Also fang am besten gleich mal an(man hier zuschreiben fällt mir nicht gerade leicht,da ich mich echt dafür schäme)Na ja ich fang mal an:"Also ich bin vor kurzem zu 3 Jahre auf Bewährung verurteilt worden,weil ich offene rechnungen nicht bezahlt habe.Das wird heute mit Betrug bestraft.Der Richter meinte das er diese strafe auch nur Verhängt damit ich so was nie mehr mache.Jetzt hab ich hier im Forum gelesen,dass man ein Führungszeugnis zur Ausbildung benötigt-oh man-ist also somit für mich eine Ausbildung unmöglich?Hab am Samstag Post von einer Krankenpflegeschule bekommen-zu einem Vorstellungsgespräch.Was soll ich tun?Garnicht hin gehen.Dieser Beruf war schon immer mein Wunsch und nun so etwas-alles verbaut.Im moment arbeite ich als Pflegehilfskraft in einem Altenheim,auch dort hat man mir eine Ausbildungsstelle für 2010 angeboten.Ich liebe meine Arbeit und eine Ausbildung in diesem Bereich wäre einfach super.Was wäre denn euer Rat an mich,soll ich es beim Vorstellungsgespräch beichten oder....was soll ich nur tun?

Liebe grüße
tascha771

 
:gruebel::gruebel: Ich habe keine Ahnung,vlt.trifft sich ja hier zufällig ein/e Unterrichtskraft.
Was spricht dagegen,Deine Bewährungsstrafe beim Gespräch offen anzusprechen??
 
Na ja,hab halt Angst,dass man mich nicht nimmt!
Es ist mir echt sehr wichtig,eine Ausbildung in diesem Bereich machen zukönnen(dürfen).

LG tascha771

 
hey du,

ich denke,dass du es zum Vorstellungsgespräch ansprechen solltest und du die gründe dafür nennen solltest.
wenn du leuten gegenübersitzt,die herz haben verstehen die es vielleicht.

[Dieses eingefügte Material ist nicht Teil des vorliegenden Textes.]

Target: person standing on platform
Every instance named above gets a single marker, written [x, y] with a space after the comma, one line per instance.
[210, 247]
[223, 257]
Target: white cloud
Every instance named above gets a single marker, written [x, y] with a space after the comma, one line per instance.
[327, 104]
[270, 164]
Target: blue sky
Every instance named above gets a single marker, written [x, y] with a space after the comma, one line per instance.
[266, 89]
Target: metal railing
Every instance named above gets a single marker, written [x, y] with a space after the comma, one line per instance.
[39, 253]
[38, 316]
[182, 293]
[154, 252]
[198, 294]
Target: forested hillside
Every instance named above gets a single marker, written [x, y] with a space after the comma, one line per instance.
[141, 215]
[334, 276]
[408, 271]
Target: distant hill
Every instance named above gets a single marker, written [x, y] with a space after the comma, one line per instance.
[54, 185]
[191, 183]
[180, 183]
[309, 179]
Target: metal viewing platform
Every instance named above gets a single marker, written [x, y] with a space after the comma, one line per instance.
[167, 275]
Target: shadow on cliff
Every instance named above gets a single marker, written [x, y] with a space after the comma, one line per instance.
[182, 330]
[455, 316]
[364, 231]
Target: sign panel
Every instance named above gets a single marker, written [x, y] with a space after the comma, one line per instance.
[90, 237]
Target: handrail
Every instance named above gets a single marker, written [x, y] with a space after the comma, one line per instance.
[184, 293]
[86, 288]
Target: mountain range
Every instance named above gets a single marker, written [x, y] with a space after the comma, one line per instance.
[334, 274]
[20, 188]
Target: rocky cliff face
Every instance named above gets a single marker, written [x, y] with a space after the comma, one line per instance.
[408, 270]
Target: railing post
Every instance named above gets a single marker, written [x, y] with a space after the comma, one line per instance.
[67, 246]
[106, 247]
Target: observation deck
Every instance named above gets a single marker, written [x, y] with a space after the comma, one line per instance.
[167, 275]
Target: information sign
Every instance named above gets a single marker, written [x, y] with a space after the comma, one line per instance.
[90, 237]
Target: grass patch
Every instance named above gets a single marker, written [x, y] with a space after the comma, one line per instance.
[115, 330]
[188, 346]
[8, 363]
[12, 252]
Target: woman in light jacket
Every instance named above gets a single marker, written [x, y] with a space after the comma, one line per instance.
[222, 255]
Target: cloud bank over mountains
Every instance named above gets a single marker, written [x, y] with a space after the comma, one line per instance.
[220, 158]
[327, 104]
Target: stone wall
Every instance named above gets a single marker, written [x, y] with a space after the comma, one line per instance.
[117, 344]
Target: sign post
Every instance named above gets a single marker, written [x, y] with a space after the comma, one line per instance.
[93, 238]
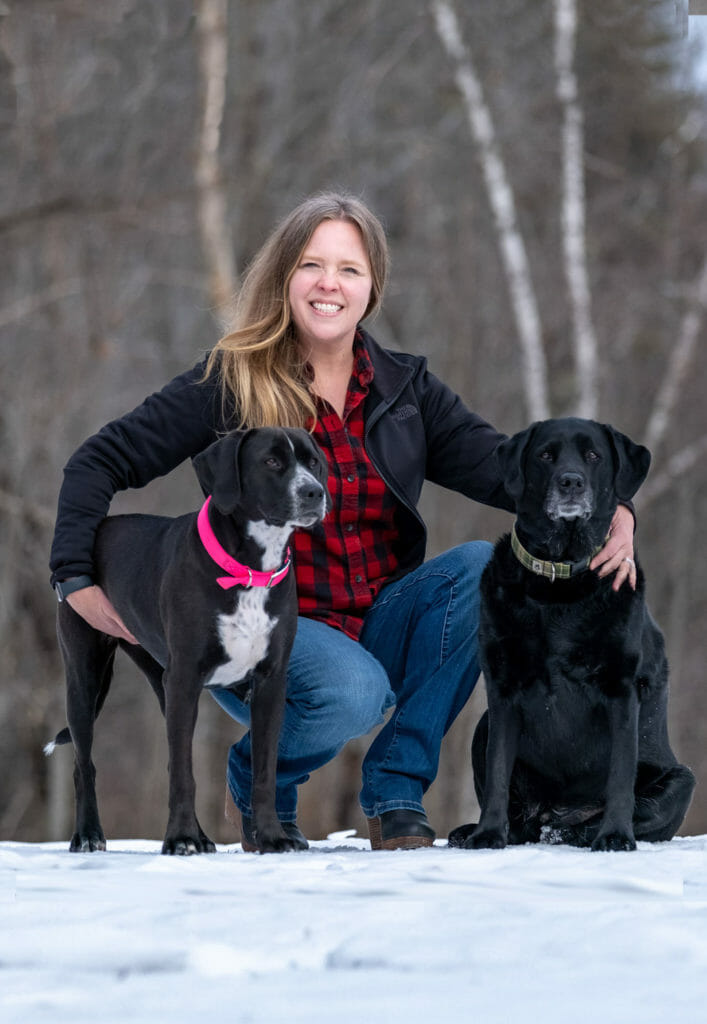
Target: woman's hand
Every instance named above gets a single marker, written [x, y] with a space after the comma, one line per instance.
[95, 608]
[617, 554]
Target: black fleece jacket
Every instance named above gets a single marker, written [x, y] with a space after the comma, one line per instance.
[416, 429]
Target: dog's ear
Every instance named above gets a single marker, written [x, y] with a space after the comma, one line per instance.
[510, 458]
[217, 470]
[632, 464]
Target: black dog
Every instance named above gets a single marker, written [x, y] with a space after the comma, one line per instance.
[198, 628]
[574, 748]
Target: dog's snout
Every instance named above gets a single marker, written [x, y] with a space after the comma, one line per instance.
[310, 491]
[572, 483]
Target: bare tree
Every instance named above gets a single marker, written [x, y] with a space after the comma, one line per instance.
[503, 205]
[681, 356]
[574, 208]
[211, 199]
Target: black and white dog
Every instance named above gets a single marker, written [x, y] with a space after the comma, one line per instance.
[574, 747]
[211, 600]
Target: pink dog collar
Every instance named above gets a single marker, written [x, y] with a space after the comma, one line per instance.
[239, 576]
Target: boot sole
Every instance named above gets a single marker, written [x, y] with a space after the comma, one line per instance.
[396, 842]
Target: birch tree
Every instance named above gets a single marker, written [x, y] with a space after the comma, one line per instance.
[514, 257]
[574, 208]
[211, 199]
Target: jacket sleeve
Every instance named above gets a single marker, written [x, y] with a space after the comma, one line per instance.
[461, 445]
[169, 426]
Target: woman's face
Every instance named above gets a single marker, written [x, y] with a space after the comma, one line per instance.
[331, 287]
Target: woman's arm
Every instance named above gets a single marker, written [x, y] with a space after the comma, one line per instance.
[169, 426]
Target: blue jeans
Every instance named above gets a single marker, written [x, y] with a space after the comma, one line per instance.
[418, 650]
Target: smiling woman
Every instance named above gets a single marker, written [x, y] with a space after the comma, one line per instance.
[378, 627]
[329, 294]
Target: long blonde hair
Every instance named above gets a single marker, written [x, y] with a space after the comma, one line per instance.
[258, 361]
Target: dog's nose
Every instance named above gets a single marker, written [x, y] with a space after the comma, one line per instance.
[310, 492]
[572, 483]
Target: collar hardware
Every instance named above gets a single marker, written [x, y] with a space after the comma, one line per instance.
[239, 574]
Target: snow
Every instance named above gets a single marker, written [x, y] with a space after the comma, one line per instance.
[338, 933]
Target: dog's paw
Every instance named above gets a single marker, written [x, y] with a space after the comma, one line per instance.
[184, 846]
[614, 842]
[282, 844]
[87, 842]
[457, 838]
[486, 839]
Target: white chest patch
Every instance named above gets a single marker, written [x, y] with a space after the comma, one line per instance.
[245, 636]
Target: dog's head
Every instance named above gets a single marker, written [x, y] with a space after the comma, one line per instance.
[272, 474]
[571, 472]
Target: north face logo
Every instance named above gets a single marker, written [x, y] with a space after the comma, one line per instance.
[405, 413]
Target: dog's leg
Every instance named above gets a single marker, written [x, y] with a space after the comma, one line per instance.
[662, 802]
[183, 835]
[266, 711]
[500, 757]
[88, 662]
[616, 832]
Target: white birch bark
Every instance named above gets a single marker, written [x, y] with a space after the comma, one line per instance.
[680, 358]
[574, 207]
[211, 197]
[500, 195]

bei deinem jetzigen Arbeitgeber hast du vielleicht einen guten draht und mit denen kannst du auch reden.die kennen dich ja schon,so wie du bist und dass du deine arbeit gut machst.sollte dir das angebot einer ausbildungsstelle zeigen.

also spiel mit offenen karten,denn das hat ja nix mit deinem beruf zu tun,da du ja keine menschen verletzt hast.

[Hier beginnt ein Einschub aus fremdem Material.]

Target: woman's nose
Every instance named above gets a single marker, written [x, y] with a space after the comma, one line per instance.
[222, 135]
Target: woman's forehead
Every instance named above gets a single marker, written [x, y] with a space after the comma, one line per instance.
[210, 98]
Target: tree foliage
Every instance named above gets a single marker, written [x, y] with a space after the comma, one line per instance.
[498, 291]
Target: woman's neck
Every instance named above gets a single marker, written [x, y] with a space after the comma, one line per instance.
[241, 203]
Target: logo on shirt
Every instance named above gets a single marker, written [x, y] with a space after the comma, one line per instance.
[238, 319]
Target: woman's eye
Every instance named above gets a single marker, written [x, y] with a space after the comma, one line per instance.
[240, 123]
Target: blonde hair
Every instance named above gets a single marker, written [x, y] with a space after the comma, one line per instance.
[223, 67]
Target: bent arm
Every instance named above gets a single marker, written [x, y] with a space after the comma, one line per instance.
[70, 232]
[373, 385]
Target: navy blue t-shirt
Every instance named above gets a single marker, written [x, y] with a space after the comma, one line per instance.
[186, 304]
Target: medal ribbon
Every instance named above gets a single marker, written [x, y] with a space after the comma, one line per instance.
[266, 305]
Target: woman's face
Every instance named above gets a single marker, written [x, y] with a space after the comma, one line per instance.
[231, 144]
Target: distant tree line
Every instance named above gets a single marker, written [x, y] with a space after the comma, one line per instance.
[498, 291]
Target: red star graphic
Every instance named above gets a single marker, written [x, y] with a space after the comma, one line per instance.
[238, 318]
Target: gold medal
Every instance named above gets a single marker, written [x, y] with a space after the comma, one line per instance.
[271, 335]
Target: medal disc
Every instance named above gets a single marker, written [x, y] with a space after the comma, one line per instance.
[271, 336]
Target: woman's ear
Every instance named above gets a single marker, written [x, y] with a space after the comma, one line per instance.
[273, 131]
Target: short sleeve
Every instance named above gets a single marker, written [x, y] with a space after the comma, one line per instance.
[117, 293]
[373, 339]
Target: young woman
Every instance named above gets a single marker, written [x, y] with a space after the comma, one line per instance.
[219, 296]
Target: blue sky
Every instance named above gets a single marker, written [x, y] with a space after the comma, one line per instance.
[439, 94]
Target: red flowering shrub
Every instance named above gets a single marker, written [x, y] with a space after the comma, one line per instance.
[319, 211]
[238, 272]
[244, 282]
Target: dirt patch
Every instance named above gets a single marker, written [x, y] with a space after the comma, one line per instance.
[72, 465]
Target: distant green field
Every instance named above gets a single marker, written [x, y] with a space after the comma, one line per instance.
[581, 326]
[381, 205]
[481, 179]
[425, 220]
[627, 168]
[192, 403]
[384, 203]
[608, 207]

helfen werden dir bestimmt einige.........
 
Ehrlich währt am längsten, spätestens wenn du das Führungszeugnis vorlegen musst, wird man es lesen können.
Du musst zu dem stehen was du damals verbockt hast, ich nehme an, dem AG ist es egal mit welcher Begründung der Richter die Strafe verhängt hat.
 
Hallo,

Erstmal vielen dank für eure erlichen"Meinungen"
Ja ich denke auch,dass ich mit offenen Karten spielen werde.Bei meinem jetzigen Arbeitgeber,war ich ja schon beschäftigt,bevor ich Verurteilt wurde.War allso zum Zeitpunkt der Einstellung noch nicht Vorbestraft.Und beim Vorstellungstermin werde ich auch erlich und offen sein.Vielen Dank für eure Hilfe.

LG tascha771
 
Also ich bin vor kurzem zu 3 Jahre auf Bewährung verurteilt worden,weil ich offene rechnungen nicht bezahlt habe.Das wird heute mit Betrug bestraft.
Bei 3 Jahren musst du schon ziemlich heftig betrogen(§ 263 StGB) haben, und die Bewährung (§56 StGB) gibts eigentlich nur bei Strafen, die nicht über 2 Jahre hinausgehen.

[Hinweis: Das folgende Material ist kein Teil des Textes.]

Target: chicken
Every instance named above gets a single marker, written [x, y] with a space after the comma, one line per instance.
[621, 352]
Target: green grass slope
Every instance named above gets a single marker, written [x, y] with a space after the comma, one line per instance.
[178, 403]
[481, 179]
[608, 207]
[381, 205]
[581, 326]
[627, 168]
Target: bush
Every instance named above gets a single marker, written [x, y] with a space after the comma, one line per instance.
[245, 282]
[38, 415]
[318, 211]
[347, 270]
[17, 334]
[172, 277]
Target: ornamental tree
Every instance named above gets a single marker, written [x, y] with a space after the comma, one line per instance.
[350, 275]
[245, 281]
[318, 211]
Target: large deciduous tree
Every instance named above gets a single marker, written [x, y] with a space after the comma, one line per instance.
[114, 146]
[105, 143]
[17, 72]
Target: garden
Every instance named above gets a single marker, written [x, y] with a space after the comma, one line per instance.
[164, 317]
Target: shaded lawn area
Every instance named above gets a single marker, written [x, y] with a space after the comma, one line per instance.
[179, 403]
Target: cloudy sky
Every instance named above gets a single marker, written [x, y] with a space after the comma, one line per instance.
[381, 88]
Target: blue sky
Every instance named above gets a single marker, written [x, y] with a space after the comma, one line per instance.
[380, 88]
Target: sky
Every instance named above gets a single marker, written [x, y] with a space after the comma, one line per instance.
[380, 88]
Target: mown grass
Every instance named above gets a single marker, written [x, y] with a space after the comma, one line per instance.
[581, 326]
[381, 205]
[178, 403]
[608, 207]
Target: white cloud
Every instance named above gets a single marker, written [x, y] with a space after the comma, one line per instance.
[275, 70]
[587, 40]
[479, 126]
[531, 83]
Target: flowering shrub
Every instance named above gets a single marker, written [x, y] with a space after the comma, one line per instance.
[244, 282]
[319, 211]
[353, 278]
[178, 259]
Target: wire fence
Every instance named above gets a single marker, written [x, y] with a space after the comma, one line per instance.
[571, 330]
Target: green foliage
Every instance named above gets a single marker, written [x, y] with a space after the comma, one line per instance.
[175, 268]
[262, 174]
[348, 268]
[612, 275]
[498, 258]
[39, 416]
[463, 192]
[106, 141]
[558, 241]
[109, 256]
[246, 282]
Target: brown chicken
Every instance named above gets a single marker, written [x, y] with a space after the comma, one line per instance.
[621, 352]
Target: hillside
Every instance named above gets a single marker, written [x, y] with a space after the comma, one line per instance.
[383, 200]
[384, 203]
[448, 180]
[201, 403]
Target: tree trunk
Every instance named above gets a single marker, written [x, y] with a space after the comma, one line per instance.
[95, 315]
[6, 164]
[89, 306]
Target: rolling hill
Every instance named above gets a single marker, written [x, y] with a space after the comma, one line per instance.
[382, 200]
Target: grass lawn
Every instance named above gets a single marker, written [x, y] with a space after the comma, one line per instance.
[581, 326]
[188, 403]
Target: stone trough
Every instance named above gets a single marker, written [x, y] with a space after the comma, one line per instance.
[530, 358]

Summa summarum wird es für dich im Bereich des öffentlichen Dienstes sehr schwer werden. Dort musst du nämlich ein Führungszeugnis bei der Einstellung vorlegen müssen.
Spätestens bei der Beantragung der Erlaubnisurkunde zur Führung der Berufsbezeichnung wirst du ein Führungszeugnis vorlegen müssen, aus dem hervorgeht, dass du dich nicht eines Verhaltens schuldig gemacht hast, aus dem sich die Unzuverlässigkeit zur Ausübung des Berufs ergibt (§ 2 KrPflG).

Das sind die Fakten zu dieser Situation.

Jetzt Farbe bekennen schützt dich möglicherweise auch vor dem erneuten Versuch eines Betruges, den würdest du nämlich bei Verschweigen begehen.

Ich glaube, du solltest dich wirklich noch mal mit der Wahl deiner Berufsausbildung auseinandersetzen.
 
Bei 3 Jahren musst du schon ziemlich heftig betrogen(§ 263 StGB) haben, und die Bewährung (§56 StGB) gibts eigentlich nur bei Strafen, die nicht über 2 Jahre hinausgehen.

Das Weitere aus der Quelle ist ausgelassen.